Suddenly she looked even whiter and close to collapse. Sanders felt his heart lurch: he stepped forward and gathered her in his arms, holding her tightly. “I've thought about you,” he said quietly. “A lot.”

“Then why haven't you called me?” Her voice was muffled in the material of his suit.

“I did,” he said indignantly, holding her out to allow him to look her in the face. “For weeks I called you. You were out or not answering your phone. God knows what.”

“I was on assignment out of the city for a month! I have a machine. You could have left a message. I checked it every other day or so.”

“I hate answering machines,” he said fiercely. “I'm not going to pour my soul out to some goddamn piece of tape. When did you get back? You could have called me.”

“I did,” she said venomously. “You've obviously never tried to get in touch with you. It's easier to get through to the prime minister.”

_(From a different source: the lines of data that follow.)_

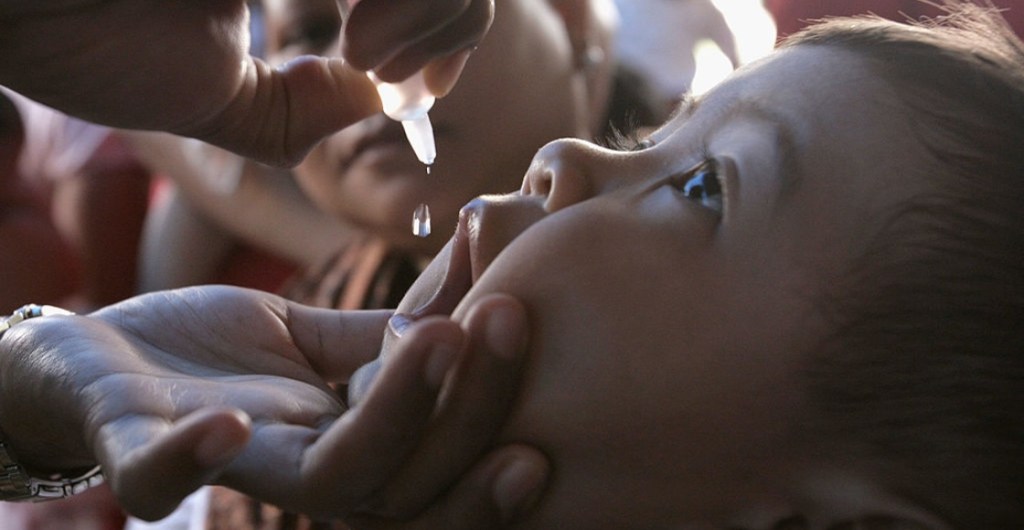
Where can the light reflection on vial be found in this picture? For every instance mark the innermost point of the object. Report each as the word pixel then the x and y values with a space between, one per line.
pixel 421 221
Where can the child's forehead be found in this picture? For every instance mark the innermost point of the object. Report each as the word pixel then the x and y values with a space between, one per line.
pixel 811 89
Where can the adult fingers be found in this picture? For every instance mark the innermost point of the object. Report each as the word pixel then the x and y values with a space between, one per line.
pixel 152 465
pixel 337 470
pixel 278 115
pixel 477 400
pixel 500 490
pixel 336 343
pixel 460 35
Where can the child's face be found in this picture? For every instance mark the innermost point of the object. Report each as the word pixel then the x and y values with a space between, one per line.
pixel 519 91
pixel 667 333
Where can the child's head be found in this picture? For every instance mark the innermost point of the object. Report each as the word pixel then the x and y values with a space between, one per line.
pixel 524 86
pixel 796 305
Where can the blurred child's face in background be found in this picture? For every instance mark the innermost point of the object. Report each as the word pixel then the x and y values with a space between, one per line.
pixel 518 92
pixel 667 330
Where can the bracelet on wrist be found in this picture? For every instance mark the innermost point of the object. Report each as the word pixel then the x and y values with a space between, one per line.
pixel 15 483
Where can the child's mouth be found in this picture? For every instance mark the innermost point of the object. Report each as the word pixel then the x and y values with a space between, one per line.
pixel 449 286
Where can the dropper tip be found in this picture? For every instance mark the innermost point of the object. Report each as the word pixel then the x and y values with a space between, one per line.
pixel 421 137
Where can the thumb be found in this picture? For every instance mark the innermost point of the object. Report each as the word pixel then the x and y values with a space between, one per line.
pixel 441 75
pixel 152 479
pixel 279 115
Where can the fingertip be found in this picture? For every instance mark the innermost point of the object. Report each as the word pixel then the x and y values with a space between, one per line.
pixel 226 436
pixel 441 75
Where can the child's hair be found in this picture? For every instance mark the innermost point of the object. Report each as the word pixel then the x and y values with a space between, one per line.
pixel 926 371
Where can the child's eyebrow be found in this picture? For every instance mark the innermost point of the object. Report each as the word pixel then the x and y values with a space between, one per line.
pixel 785 140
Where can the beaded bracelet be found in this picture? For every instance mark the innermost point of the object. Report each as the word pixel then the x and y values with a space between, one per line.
pixel 15 483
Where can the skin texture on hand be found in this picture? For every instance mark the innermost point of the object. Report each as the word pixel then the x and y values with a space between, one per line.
pixel 184 67
pixel 227 386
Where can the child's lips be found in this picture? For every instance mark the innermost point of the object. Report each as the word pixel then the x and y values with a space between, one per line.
pixel 449 291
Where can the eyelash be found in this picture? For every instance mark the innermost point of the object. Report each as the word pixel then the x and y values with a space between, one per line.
pixel 627 141
pixel 685 184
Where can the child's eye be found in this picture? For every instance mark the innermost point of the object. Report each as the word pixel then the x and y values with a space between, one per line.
pixel 704 184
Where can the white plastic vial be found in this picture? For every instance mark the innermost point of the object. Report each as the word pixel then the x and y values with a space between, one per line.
pixel 409 102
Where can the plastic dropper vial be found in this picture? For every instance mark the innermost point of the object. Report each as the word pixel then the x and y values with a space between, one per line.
pixel 409 101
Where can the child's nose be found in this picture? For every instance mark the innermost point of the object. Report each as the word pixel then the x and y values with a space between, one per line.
pixel 564 172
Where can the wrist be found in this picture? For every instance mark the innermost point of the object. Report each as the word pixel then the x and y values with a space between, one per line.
pixel 19 481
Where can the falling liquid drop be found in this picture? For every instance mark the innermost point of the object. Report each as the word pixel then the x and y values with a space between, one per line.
pixel 421 221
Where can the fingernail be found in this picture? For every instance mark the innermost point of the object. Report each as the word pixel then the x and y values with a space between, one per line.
pixel 517 488
pixel 398 323
pixel 504 333
pixel 441 357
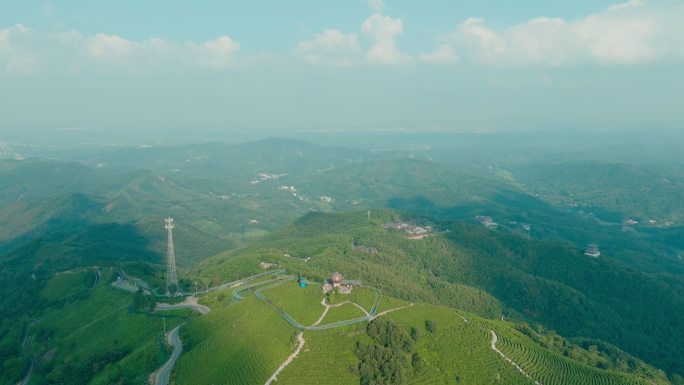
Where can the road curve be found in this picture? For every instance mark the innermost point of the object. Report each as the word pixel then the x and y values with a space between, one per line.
pixel 161 375
pixel 189 303
pixel 495 339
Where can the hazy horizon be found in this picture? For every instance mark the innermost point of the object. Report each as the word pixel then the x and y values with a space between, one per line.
pixel 361 65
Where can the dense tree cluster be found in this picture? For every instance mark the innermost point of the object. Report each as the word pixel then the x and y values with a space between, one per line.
pixel 385 361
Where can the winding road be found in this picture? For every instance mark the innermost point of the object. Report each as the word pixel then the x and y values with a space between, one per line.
pixel 161 375
pixel 189 303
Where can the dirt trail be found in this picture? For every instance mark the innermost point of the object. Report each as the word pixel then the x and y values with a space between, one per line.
pixel 495 339
pixel 274 377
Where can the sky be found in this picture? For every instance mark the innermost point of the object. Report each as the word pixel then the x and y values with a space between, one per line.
pixel 165 66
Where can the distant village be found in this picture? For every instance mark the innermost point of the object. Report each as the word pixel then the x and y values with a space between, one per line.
pixel 411 231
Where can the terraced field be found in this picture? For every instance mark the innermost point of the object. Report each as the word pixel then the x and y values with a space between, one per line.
pixel 456 352
pixel 88 329
pixel 342 313
pixel 240 344
pixel 244 342
pixel 303 304
pixel 553 369
pixel 328 358
pixel 66 284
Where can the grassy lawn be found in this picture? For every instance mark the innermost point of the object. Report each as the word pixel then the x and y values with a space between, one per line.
pixel 303 304
pixel 341 313
pixel 240 344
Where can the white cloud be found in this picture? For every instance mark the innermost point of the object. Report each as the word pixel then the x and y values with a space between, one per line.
pixel 378 46
pixel 27 51
pixel 444 54
pixel 331 47
pixel 383 31
pixel 628 33
pixel 378 6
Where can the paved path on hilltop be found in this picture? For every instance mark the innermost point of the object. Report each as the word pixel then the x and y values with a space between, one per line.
pixel 389 311
pixel 161 375
pixel 495 339
pixel 189 303
pixel 274 377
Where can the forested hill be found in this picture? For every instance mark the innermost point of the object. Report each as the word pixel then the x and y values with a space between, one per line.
pixel 490 272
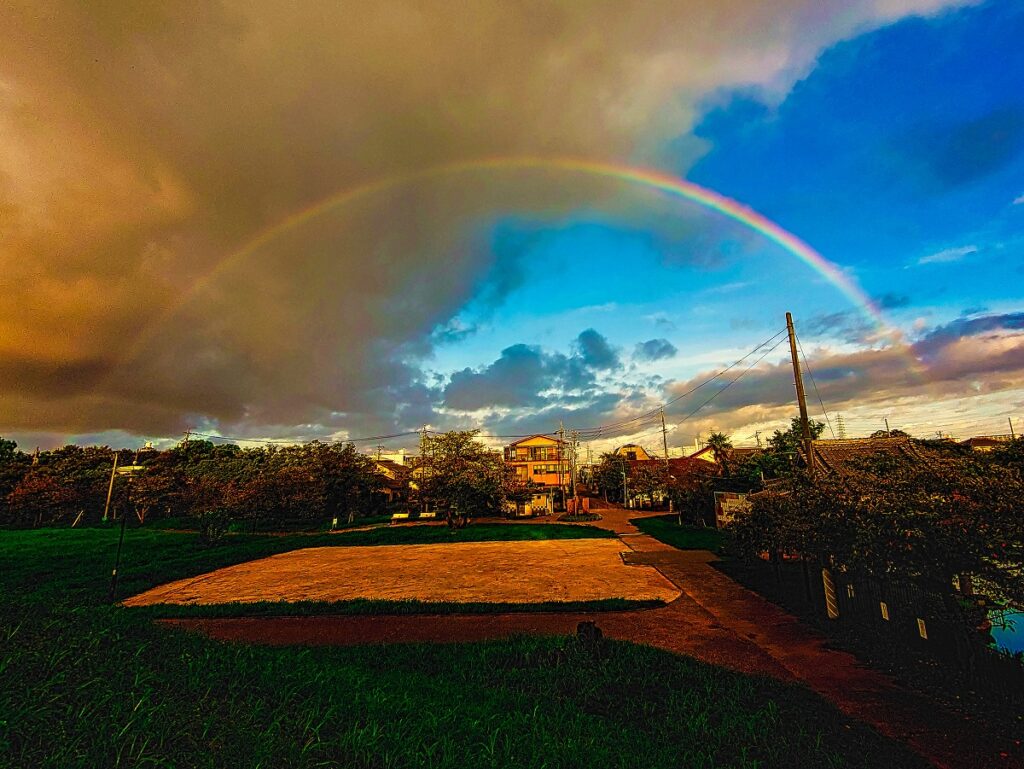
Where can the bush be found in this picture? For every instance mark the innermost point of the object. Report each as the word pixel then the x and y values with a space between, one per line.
pixel 213 524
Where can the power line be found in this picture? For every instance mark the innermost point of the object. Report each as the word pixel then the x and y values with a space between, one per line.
pixel 726 387
pixel 293 441
pixel 652 415
pixel 814 385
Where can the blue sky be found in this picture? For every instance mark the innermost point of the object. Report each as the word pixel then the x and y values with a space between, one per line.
pixel 887 135
pixel 901 145
pixel 899 155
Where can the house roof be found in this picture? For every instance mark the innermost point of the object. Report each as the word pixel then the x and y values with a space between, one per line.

He slowly released his hold on her and then steered her toward one of the leather chairs. “Here, sit down.” He began to pace back and forth around the cleared space in the study like a long-legged tiger in a very small cage. “What would you say,” he said, and then stopped and took a deep breath, “if I suggested that we get the hell away from here for a couple of weeks? Maybe go down to the coast or somewhere where we won't run into anyone?”

“You're kidding, of course,” said Harriet bitterly. She stretched out in the chair and yawned. “I won't even bother mentioning the work I have piled up waiting to be done. Since you probably don't find that important. But you also seem to have forgotten that you're tied up right now.”

“What do you mean?” he asked suspiciously.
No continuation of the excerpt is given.